I stopped short, suddenly flattened by a wave of delayed fear and exhaustion and an overwhelming sense of our mortality.

Veery might live, but he might not. And he could have been Torden, or Cobie, or Anya, or Lang. I’d known this already—of course I had. But hearing the cries of one of Bear’s best friends from inside the tent was different than just knowing the risk we’d faced.

There was news from Asgard, as well. The Upper Northern pestykk had attacked the Shield three days prior, the night of Zatemnennya, as I’d predicted. Torden and I stood over one of Baba Yaga’s radios that afternoon, speaking with Hermódr.

“We subdued them, but we lost nearly eight hundred men,” said Hermódr, voice so low it had the sound of a confession.

Torden paled. “I wish I could have been in both places.”

I squeezed Torden’s hand, feeling a surge of guilt. I’d wanted him to come for me.

He would not have chosen differently, but this was the cost: Torden, his heart torn in two.

But Hermódr was steady as ever. “The men knew you were fighting alongside them, on another front. And now the war is over. More lives have been saved.”

Torden kissed my knuckles, jaw tense. “How is Pappa?”

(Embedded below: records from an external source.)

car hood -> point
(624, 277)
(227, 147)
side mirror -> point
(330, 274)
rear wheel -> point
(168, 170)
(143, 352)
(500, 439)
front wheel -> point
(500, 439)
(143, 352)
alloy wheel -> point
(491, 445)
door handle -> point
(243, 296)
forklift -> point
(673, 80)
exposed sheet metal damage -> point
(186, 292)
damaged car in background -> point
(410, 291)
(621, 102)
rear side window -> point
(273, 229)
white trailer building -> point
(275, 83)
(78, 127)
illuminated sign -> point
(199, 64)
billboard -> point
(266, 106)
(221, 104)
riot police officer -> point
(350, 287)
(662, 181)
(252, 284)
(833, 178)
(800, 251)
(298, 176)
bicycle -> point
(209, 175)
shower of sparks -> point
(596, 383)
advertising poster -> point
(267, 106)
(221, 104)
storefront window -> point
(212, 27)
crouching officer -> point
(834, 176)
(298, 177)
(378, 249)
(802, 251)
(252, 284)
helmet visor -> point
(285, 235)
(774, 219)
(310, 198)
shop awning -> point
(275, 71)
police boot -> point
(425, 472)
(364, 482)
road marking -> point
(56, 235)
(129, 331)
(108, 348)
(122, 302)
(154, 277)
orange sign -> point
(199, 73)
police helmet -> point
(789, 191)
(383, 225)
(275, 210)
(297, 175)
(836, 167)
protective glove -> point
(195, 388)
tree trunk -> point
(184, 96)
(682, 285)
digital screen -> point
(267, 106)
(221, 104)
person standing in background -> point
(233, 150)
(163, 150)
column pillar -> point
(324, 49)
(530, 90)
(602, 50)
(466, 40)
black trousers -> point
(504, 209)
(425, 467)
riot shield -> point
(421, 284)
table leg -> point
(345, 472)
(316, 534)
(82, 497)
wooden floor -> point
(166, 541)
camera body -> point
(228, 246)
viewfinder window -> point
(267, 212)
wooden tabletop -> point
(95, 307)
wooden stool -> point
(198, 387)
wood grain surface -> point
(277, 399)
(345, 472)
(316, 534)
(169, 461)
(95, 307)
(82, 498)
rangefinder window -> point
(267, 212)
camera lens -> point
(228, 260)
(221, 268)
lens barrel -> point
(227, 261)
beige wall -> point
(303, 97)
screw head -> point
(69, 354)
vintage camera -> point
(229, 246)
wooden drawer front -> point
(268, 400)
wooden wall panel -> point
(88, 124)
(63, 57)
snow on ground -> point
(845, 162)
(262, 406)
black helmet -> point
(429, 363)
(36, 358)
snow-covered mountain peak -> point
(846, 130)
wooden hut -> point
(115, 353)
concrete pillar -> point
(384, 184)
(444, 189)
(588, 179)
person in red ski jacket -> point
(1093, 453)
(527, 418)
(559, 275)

“He’s well. Minor injuries. Rihttá hasn’t left his side.”

“And Bragi?”

“Fine.” But Hermódr hesitated. “And Vidarr and Váli are fine.”

Torden stilled at this. I watched him taking inventory in silence. Fredrik and Aleksei were in Yotunkheym. Hermódr, Bragi, Vidarr, and Váli were fine. “Týr?”

He was the heir to Asgard, the one Alessandra had planned for me to court. He was a brute. But he was Torden’s brother.

Hermódr said nothing for a long moment. “He fell, Torden.”

Torden’s mouth opened and closed, but he didn’t speak. He sank into the desk chair, his hands planted on his knees, his brown eyes wide and dry with a grief too stunned for tears. “Did he suffer?” he finally asked, sounding strangled. “Was it a hard death?”

“We aren’t sure,” Hermódr said. “We found his body among others on the field. He died with his men.”

The brothers were quiet together, mourning in silence with leagues between them.

Týr had died, and Torden had not. I was grateful. He was haunted.

Torden would feel the weight of the lives he couldn’t save and the ones he’d taken. I knew him too well to believe otherwise.

High in Baba Yaga’s tower, I wrapped my arms around him as tight as I could and did my best to hold him together, as he had done so many times for me.